Oleh: Febbry Bhirink*
SuaraKita.org – Sebagaimana masyarakat awam pada umumnya, bagi kita yang biasanya menunaikan hak untuk memilih, mungkin sudah punya calon pemimpin yang mau kita pilih, entah karena menurut kita mereka memiliki kelebihan atau keberpihakan yang layak diapresiasi, atau dapat pula karena alasan lain yang subjektif seperti kita suka dia karena masih muda, karena dia dari partai A, karena wajahnya terlihat baik, dia tegas, dan lain sebagainya.

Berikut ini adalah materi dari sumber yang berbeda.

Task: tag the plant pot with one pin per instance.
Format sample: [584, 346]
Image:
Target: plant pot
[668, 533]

Barangkali juga, banyak di antara kita yang memilih golput (golongan putih) lantaran sudah sering kecewa pada pilihan-pilihan yang ada dan tak lagi dapat percaya pada para calon maupun pada sistem yang menyelenggarakannya. Atau, ya karena malas saja atau malas tahu.
Menurut saya, seluruh pilihan atau sikap tersebut valid. Kita semua tentu memiliki ragam pengalaman yang membuat kita menyikapi pemilu dengan cara yang beragam pula. Saya beranggapan bahwa hak politik tidak sekadar memilih atau tidak memilih pada momen pemilu, melainkan termanifestasi setiap hari pada bagaimana cara kita hidup dan menyikapi hari-hari kita.

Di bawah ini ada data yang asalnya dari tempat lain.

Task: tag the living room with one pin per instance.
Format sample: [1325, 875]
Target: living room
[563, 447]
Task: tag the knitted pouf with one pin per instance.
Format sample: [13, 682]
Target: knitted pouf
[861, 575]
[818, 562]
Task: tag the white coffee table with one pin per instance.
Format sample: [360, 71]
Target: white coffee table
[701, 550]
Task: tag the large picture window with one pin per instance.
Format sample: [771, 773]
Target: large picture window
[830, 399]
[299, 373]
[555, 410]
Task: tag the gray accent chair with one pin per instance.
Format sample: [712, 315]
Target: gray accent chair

Saat hendak memilih, banyak hal yang bisa dipertimbangkan, seperti siapa pun kita dan di manapun kita berada, kesadaran bahwa dunia sedang tidak baik-baik saja, adanya sebuah sistem yang menyelenggarakan ketimpangan dan ketertindasan yang kita alami, atau juga kehidupan di dalam sistem kapitalisme yang menyelenggarakan eksploitasi pada kita yang bekerja untuk makan dan hidup.
Eksploitasi melangsungkan kerusakan tatanan sosial yang membuat kita semakin teralienasi satu sama lain, sendiri-sendiri menghirup udara kotor dan membaca kisah sedih dari banyak penjuru oleh kerja tak kalah utamanya, perusakan lingkungan.

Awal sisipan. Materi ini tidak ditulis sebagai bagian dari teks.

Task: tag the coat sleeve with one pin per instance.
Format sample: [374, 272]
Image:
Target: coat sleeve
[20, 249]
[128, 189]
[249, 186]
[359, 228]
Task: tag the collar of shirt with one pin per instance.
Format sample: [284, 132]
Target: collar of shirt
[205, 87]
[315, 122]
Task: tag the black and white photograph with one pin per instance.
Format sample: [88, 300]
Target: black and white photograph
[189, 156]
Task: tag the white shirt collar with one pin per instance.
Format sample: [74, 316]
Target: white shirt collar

Bagi perempuan dan minoritas seksual dan gender, kita punya penindas lainnya, patriarki. Laki-laki bisa bersatu melawan penguasa, pulang ke rumah ia menjadi penguasa bagi perempuan. Kelompok heteroseksual bisa sangat kritis dalam segala ketimpangan sosial, namun diskriminatif pada sesamanya yang homoseksual atau transgender.
Ini semua bisa diperdalam lewat kelas ekopol, tapi bukan hari ini. Atau silakan bila teman-teman ingin segera mempelajari dan mendalaminya.
Sering kali kita, termasuk saya, begitu terburu-buru menemukan solusi atas satu atau banyak masalah yang dialami. Padahal, barangkali yang pertama dan utama adalah mengetahui permasalahan yang sebenarnya. Begitu kita memahami hidup ada di dalam jerat kapitalisme dan patriarki, saya yakin obrolan tentang pemilu akan lebih cerdas ketimbang obrolan pilih siapa.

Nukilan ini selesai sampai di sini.